# if you had too



## jawn (Jan 3, 2007)

if you had to build a tackle box for walleye fishing starting from scratch what would you put in your box for lures? the reason i ask is that i want to start actively getting after them this summer and am pretty clueless for what to use for tackle. i plan on fishing lakes and rivers as well. i just want a good solid ammount of tackle to cover most of the fishing situations out there.


----------



## blhunter3 (May 5, 2007)

Different color and weight jigs and slip bobbers. Bare hooks, weights, rapalas Gulp!

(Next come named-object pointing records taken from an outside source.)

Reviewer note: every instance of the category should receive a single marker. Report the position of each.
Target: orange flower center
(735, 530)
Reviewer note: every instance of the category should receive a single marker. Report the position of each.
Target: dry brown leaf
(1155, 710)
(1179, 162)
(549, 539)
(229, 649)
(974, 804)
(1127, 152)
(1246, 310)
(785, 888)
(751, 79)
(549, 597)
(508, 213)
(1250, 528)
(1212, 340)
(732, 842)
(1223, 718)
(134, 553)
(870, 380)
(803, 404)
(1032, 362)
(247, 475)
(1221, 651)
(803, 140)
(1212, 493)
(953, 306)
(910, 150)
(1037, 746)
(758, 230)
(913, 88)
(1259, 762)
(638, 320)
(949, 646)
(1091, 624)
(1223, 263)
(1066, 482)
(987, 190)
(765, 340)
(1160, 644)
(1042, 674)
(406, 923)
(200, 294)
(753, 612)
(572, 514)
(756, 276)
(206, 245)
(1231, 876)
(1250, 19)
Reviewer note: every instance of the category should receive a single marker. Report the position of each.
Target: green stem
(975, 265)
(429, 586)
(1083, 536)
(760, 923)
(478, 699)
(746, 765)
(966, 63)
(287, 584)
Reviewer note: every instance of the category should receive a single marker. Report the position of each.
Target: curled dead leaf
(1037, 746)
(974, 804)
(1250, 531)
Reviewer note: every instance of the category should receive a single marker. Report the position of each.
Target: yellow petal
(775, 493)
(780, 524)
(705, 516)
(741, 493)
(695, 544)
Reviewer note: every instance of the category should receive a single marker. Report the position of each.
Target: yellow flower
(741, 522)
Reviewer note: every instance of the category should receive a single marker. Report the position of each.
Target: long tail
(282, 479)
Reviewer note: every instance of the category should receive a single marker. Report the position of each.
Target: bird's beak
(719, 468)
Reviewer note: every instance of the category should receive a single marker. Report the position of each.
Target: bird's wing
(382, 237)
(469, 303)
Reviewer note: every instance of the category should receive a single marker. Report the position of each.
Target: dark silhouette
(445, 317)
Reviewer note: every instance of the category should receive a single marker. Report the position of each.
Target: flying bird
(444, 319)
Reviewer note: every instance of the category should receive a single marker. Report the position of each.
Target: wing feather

Alive.


----------



## goosehunternd (Mar 10, 2006)

walley divers, bottom bouncers and spinners


----------



## blhunter3 (May 5, 2007)

Bottom bouncers and spinners are the cats meow for walleye fishing. Forget about the Lindy rigs.


----------



## Chuck Smith (Feb 22, 2005)

Jigs, lindy rigs, bottom bouncers, and rap's for lures.....Slip bobbers and various types of weights. Also bare hooks. Gulp or power bait twisty tails.

You can fish all different water depths and speeds. You can slow it down with jigs and troll with raps and lindy's.

Use live bait or plastics. This is what I use.


----------



## dblkluk (Oct 3, 2002)

Jigs, Lindy rigs, spinners, and bottom bouncers..would be #1..

Then you can add some cranks (shad raps, floating rps etc) and slip bobber stuff.


----------



## jawn (Jan 3, 2007)

how do you fish bottom bouncers? do you cast them out then wait for it to go to the bottom then reel it in slow? and how do you fish lindy rigs? i know this may seem like a bunch of stupid questions but i didnt get into fishing till i lived in alaska and up there all i did was snag salmon all day


----------



## patrick grumley (Mar 9, 2007)

I've always trolled bottom bouncers with spinners/night crawler harness. 1 mph or slower is a must if your going to troll meat.


----------